Other brands and filmmakers have occasionally featured kickass female athletes, but these productions are less common than you’d think. Red Bull has profiled its surfer Paige Alms and triathletes Natascha Badmann and Daniela Ryf, but they’re a small minority in a vast male-dominated video catalog. The North Face has highlighted athletes like climbers Margo Hayes and Emily Harrison, and Black Diamond launched a video campaign focused on climber Babsi Zangerl. Scott’s four-part series makes another meaningful contribution.
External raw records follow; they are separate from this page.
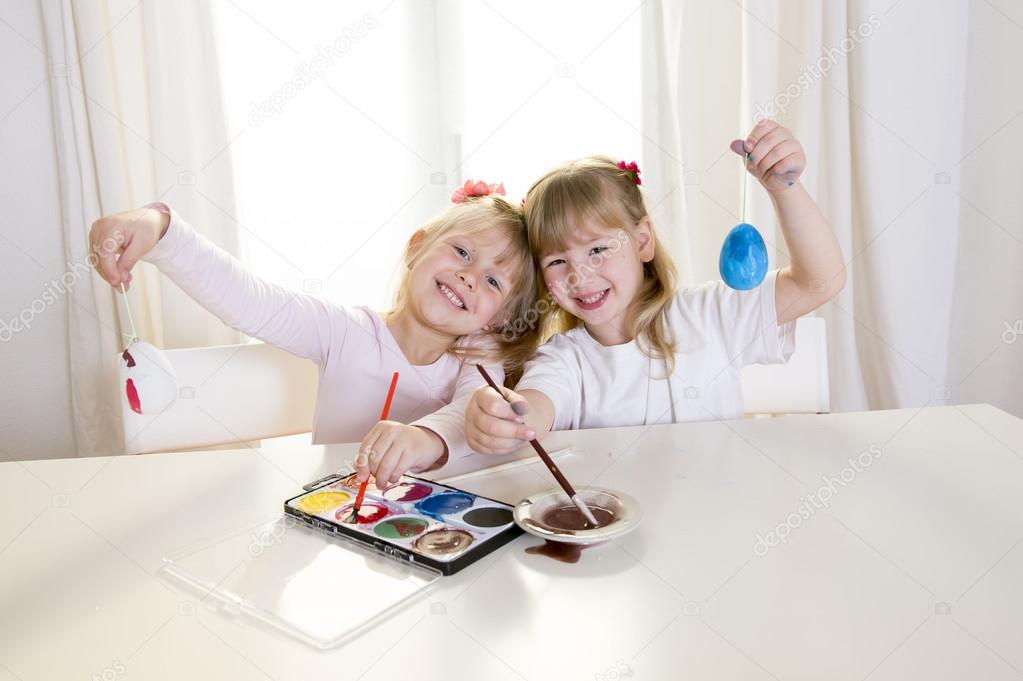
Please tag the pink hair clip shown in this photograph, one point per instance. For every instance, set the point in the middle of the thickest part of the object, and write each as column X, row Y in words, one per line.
column 632, row 170
column 474, row 189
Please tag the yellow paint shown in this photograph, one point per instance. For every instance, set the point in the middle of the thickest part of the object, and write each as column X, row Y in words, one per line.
column 321, row 501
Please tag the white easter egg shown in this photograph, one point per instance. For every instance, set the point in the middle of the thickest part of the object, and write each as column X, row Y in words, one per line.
column 148, row 381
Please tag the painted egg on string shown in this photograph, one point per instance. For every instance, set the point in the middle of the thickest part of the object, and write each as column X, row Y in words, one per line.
column 744, row 258
column 147, row 379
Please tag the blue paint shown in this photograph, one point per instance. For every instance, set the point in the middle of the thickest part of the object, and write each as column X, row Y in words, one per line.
column 444, row 504
column 744, row 258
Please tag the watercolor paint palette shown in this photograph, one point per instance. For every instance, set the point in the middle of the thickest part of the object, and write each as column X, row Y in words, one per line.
column 415, row 520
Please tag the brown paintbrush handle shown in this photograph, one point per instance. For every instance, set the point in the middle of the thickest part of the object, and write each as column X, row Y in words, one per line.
column 551, row 466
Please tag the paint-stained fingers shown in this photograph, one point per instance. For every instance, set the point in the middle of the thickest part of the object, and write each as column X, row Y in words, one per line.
column 494, row 405
column 487, row 444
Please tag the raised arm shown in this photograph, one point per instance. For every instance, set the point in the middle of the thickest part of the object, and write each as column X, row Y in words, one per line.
column 300, row 324
column 816, row 270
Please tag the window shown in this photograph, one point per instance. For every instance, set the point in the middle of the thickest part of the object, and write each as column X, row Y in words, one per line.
column 353, row 123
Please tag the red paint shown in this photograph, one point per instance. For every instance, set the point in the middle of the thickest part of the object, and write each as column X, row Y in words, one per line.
column 367, row 513
column 133, row 402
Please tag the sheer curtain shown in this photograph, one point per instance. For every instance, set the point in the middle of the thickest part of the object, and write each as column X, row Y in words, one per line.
column 136, row 117
column 337, row 170
column 910, row 180
column 353, row 123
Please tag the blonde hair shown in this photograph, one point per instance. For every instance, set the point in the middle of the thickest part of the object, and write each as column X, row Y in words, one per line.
column 476, row 216
column 594, row 189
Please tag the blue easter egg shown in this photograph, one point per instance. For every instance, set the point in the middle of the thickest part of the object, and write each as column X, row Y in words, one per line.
column 744, row 258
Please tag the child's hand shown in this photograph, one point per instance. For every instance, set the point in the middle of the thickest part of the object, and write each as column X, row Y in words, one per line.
column 118, row 241
column 776, row 159
column 492, row 426
column 391, row 449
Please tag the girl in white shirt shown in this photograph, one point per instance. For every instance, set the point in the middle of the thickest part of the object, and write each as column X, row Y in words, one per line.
column 627, row 348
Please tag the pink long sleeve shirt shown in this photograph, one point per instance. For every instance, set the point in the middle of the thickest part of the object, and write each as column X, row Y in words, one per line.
column 353, row 348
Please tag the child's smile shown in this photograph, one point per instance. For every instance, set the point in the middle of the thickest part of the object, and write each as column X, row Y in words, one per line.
column 597, row 276
column 469, row 282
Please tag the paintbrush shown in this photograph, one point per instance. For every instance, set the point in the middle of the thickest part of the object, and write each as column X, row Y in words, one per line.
column 352, row 517
column 551, row 466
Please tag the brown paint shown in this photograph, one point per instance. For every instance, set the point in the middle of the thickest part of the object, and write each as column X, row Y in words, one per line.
column 558, row 550
column 570, row 518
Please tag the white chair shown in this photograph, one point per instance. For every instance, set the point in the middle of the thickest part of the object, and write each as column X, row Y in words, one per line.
column 800, row 386
column 227, row 394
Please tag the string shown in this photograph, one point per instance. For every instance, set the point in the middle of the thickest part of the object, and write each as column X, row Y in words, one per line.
column 131, row 321
column 745, row 180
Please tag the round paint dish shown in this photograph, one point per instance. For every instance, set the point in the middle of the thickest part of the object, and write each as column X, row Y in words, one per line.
column 445, row 503
column 368, row 512
column 443, row 542
column 401, row 528
column 551, row 515
column 404, row 492
column 322, row 501
column 488, row 516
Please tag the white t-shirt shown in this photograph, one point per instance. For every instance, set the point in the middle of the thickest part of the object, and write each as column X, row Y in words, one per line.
column 717, row 331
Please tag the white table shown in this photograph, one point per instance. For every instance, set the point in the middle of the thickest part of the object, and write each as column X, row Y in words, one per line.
column 916, row 571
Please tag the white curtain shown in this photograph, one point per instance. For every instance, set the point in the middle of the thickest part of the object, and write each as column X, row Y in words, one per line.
column 927, row 222
column 137, row 117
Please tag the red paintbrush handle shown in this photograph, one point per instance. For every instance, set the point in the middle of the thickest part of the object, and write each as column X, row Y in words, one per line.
column 361, row 495
column 387, row 407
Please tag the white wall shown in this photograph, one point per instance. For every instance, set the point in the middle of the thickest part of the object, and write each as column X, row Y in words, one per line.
column 35, row 408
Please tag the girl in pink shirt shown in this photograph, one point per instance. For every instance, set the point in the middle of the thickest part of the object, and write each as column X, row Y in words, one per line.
column 468, row 274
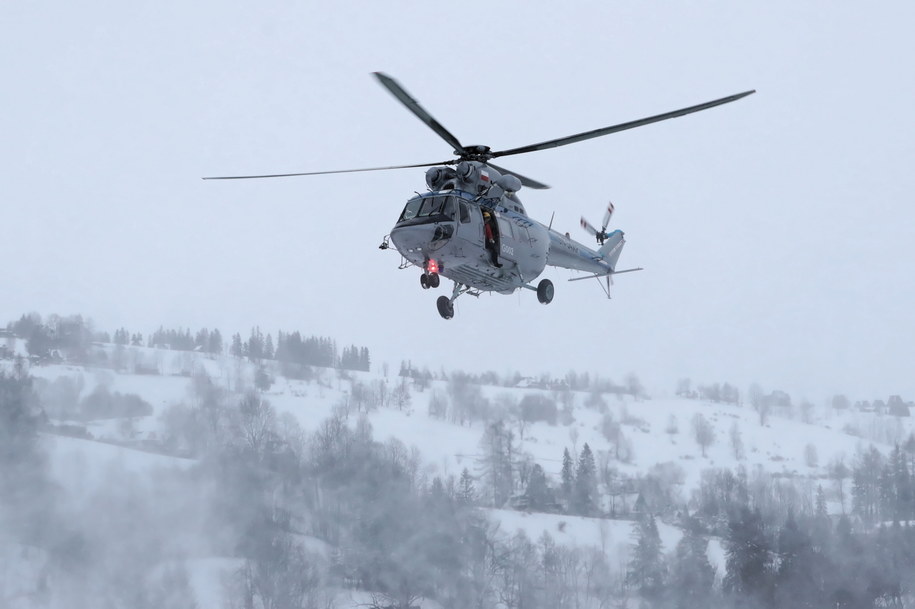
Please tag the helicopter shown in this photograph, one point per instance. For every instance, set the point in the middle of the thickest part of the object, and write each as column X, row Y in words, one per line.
column 471, row 227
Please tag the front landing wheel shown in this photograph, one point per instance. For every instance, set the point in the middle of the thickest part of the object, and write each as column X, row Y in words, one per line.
column 545, row 291
column 445, row 307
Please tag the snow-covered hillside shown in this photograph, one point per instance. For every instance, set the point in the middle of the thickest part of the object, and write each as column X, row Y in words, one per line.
column 632, row 436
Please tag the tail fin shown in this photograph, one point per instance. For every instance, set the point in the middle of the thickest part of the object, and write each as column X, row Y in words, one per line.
column 612, row 247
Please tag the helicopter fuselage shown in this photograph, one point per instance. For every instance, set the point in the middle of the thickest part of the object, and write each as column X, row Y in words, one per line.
column 443, row 232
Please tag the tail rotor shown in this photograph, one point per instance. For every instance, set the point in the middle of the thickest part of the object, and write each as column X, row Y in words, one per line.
column 601, row 235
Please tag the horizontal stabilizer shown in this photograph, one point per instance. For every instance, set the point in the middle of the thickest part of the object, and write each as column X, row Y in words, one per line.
column 612, row 247
column 606, row 274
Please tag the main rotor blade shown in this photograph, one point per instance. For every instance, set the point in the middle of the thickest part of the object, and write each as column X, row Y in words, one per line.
column 317, row 173
column 530, row 183
column 587, row 135
column 413, row 106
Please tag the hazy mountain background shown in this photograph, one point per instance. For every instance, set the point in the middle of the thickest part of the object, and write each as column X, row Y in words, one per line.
column 182, row 468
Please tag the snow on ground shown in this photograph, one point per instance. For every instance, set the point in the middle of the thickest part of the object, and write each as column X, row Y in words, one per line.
column 780, row 446
column 81, row 467
column 614, row 538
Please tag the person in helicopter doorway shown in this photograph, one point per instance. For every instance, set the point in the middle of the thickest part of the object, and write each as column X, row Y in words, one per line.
column 489, row 236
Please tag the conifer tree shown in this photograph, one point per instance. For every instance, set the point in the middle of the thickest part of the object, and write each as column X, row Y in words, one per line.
column 467, row 494
column 748, row 562
column 568, row 476
column 692, row 575
column 584, row 500
column 646, row 570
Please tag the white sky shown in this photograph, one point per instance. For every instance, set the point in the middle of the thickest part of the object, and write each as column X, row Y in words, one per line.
column 776, row 232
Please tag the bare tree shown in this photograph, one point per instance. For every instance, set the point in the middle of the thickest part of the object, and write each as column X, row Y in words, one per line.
column 257, row 422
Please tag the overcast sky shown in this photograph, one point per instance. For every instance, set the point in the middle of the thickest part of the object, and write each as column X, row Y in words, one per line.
column 776, row 232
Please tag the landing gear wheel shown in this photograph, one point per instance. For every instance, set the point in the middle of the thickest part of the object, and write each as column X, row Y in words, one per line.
column 545, row 291
column 445, row 307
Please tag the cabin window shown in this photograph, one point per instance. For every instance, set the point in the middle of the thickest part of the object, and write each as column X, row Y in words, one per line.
column 410, row 211
column 424, row 207
column 505, row 229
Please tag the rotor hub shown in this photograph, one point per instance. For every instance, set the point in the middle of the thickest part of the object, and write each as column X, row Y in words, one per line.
column 475, row 153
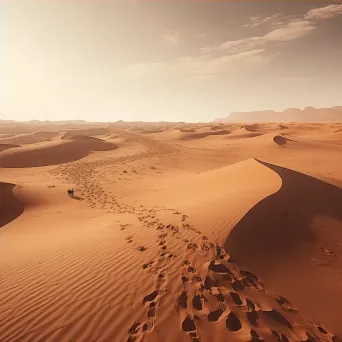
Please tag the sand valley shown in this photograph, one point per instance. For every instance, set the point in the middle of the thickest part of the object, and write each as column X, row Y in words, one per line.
column 177, row 232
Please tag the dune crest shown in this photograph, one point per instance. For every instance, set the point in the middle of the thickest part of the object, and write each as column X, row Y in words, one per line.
column 209, row 238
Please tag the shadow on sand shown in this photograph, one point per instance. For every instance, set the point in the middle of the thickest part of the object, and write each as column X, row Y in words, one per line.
column 279, row 223
column 77, row 198
column 10, row 206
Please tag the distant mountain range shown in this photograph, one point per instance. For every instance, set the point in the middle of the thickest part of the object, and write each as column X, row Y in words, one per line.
column 308, row 114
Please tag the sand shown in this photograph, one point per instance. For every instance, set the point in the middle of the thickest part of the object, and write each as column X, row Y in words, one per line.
column 177, row 232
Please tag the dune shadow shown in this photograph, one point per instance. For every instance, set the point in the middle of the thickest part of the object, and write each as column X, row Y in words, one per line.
column 76, row 148
column 279, row 223
column 10, row 206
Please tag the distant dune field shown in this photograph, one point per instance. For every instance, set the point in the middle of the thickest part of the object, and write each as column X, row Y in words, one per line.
column 177, row 232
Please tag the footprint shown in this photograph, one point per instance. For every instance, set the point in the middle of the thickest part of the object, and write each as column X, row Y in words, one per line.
column 255, row 336
column 279, row 336
column 148, row 265
column 151, row 297
column 188, row 326
column 233, row 323
column 219, row 268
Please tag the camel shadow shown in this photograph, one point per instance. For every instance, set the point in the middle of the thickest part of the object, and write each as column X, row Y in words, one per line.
column 279, row 223
column 77, row 198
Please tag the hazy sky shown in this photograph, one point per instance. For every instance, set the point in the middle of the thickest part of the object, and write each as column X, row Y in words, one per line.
column 167, row 60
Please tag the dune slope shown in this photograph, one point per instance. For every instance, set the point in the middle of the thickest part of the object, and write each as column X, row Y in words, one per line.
column 291, row 233
column 10, row 206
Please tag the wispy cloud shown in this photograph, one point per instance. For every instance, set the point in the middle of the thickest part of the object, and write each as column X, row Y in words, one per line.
column 195, row 66
column 171, row 38
column 258, row 21
column 236, row 55
column 323, row 13
column 283, row 29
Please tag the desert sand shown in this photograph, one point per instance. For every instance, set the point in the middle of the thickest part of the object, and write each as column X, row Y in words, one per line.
column 177, row 232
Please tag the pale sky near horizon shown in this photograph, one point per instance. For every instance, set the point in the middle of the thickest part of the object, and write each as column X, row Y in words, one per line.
column 167, row 60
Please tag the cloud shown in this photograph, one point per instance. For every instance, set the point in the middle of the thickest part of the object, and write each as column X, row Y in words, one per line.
column 283, row 29
column 191, row 67
column 235, row 55
column 323, row 13
column 258, row 21
column 202, row 35
column 171, row 39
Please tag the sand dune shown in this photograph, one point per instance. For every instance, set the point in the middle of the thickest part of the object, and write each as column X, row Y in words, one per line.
column 281, row 231
column 200, row 135
column 186, row 232
column 281, row 140
column 76, row 148
column 30, row 138
column 4, row 147
column 85, row 132
column 10, row 206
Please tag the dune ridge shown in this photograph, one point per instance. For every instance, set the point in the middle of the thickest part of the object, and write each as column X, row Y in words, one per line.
column 226, row 236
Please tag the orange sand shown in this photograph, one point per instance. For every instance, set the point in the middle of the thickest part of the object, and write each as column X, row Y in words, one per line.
column 178, row 232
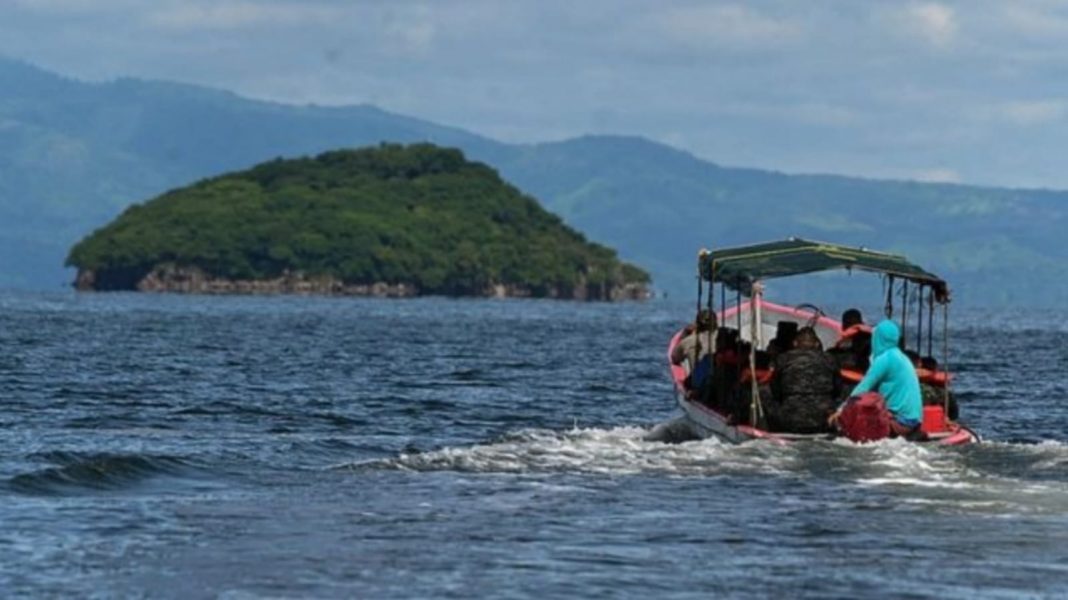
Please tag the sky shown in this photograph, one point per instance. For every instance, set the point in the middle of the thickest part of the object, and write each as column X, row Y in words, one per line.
column 971, row 92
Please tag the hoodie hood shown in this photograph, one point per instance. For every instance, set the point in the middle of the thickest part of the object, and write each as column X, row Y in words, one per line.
column 885, row 335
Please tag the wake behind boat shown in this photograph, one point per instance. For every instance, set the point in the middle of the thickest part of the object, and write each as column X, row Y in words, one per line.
column 734, row 410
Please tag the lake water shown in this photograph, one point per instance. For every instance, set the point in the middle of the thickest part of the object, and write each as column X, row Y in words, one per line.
column 189, row 446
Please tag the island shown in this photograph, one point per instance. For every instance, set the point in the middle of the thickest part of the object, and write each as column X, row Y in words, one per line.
column 390, row 220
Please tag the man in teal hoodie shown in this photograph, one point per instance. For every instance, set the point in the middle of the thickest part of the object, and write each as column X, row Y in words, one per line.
column 893, row 376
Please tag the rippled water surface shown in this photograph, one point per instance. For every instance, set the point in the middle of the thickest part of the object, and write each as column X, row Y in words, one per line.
column 184, row 446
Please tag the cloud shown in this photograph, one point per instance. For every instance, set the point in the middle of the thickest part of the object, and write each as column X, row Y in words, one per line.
column 1035, row 112
column 238, row 14
column 75, row 8
column 1034, row 21
column 726, row 26
column 933, row 22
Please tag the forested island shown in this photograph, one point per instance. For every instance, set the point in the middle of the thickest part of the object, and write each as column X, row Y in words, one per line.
column 392, row 220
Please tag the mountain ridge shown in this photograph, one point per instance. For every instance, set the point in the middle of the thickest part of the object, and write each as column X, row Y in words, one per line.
column 72, row 161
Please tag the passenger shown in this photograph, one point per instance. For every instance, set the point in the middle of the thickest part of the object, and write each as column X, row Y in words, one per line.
column 932, row 394
column 805, row 387
column 695, row 350
column 783, row 342
column 697, row 341
column 851, row 352
column 893, row 376
column 851, row 317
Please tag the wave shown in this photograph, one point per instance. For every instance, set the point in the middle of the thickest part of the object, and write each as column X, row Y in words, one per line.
column 987, row 478
column 612, row 452
column 83, row 471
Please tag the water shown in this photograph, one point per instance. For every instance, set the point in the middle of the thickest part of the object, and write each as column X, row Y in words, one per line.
column 181, row 446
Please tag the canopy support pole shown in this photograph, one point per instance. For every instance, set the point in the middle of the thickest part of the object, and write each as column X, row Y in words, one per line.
column 889, row 309
column 945, row 358
column 905, row 314
column 920, row 319
column 755, row 410
column 930, row 324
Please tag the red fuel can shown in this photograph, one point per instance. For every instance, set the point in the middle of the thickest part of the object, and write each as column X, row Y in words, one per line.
column 933, row 420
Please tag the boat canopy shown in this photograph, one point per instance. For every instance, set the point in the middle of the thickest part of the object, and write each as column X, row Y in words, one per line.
column 738, row 268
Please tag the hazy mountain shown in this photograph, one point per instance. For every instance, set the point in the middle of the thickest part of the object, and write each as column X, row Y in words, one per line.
column 74, row 154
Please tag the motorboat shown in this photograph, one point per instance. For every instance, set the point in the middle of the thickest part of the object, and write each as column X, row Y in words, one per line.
column 741, row 272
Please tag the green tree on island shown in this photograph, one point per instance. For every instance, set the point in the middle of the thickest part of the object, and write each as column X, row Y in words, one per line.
column 414, row 215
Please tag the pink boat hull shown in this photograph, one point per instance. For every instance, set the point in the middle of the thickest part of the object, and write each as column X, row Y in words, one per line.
column 706, row 422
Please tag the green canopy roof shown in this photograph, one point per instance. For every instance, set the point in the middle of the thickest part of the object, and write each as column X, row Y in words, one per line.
column 739, row 267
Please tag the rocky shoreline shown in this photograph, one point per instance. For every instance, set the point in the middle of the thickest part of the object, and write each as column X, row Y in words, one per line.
column 171, row 279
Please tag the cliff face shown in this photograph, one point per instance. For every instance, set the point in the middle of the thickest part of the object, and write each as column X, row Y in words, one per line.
column 192, row 280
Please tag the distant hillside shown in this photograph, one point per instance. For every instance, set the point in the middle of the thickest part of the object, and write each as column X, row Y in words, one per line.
column 389, row 220
column 659, row 205
column 73, row 155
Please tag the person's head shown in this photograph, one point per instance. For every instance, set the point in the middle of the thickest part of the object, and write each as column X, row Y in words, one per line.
column 806, row 340
column 851, row 317
column 785, row 331
column 706, row 320
column 725, row 338
column 885, row 336
column 913, row 357
column 763, row 360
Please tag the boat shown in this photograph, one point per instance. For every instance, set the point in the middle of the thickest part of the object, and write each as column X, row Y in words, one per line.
column 742, row 270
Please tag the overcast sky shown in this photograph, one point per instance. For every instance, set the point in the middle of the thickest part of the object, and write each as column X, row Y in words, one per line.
column 973, row 91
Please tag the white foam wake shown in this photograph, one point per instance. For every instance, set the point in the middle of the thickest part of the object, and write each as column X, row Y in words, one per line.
column 612, row 452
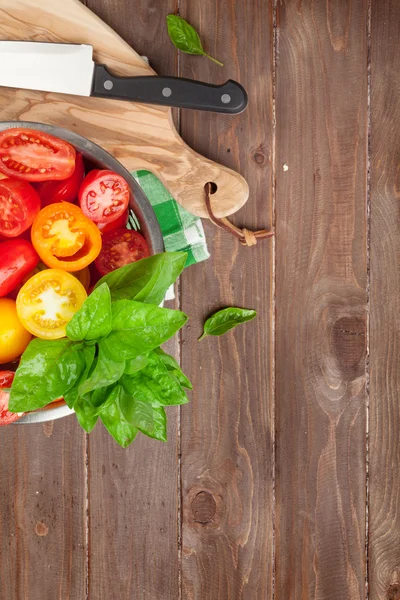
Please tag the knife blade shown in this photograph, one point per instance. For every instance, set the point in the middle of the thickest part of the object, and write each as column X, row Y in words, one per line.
column 70, row 69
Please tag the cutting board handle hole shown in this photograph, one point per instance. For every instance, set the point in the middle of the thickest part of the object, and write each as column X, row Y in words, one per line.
column 213, row 187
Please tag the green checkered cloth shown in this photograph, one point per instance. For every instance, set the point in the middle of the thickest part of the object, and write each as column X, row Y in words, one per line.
column 181, row 230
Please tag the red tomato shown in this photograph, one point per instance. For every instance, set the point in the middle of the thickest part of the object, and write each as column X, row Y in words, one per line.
column 34, row 155
column 19, row 205
column 104, row 196
column 6, row 379
column 65, row 190
column 17, row 259
column 120, row 247
column 120, row 222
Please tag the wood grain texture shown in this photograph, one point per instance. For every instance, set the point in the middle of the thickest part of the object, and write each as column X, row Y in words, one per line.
column 321, row 100
column 42, row 523
column 140, row 136
column 133, row 493
column 384, row 455
column 227, row 429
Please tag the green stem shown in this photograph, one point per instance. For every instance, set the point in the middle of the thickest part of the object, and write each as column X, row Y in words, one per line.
column 214, row 59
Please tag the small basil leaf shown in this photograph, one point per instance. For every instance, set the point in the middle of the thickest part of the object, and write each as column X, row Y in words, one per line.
column 154, row 384
column 185, row 37
column 138, row 328
column 85, row 413
column 146, row 280
column 151, row 421
column 48, row 369
column 135, row 364
column 72, row 394
column 106, row 371
column 225, row 319
column 114, row 420
column 174, row 368
column 99, row 397
column 93, row 319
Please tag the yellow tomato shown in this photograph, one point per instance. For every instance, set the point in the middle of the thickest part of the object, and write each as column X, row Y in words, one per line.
column 13, row 336
column 48, row 301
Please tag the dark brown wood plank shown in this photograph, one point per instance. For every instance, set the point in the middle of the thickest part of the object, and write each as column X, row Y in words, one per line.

The She’s Out There videos look like the guy-centric stuff I typically devour, but with female protagonists. The first installment follows mountain bikers Karen Eller, Lorraine Blancher, and Monet Adams as they ride in Spain; the second shadows members of the Mitchelton-Scott pro women’s road-cycling team; the third profiles trail runner Ruth Croft, who won the UTMB’s Orsières-Champex-Chamonix (OCC) race this year. The fourth video, which will be released on October 26, highlights ski tourers Sabine Schipflinger and Laura Überbacher.
All are aspirational, in the best way.
Take episode 1. Its aerial videography showcases the rocky, mountain-ringed singletrack of Spain’s Sierra Nevada, which is definitely on my go-list now. The women positively hammer it, pulling manuals through puddles and hucking off ledges. Yeah, I like to imagine myself on those bikes, in that place.
That’s precisely Scott’s point: the company makes great women’s gear, for real, undiluted adventures. Spanning running, cycling, winter, and moto sports, Scott’s apparel collection is growing, and it now includes more than 400 women’s pieces. The company is also expanding its women’s footwear and hard goods.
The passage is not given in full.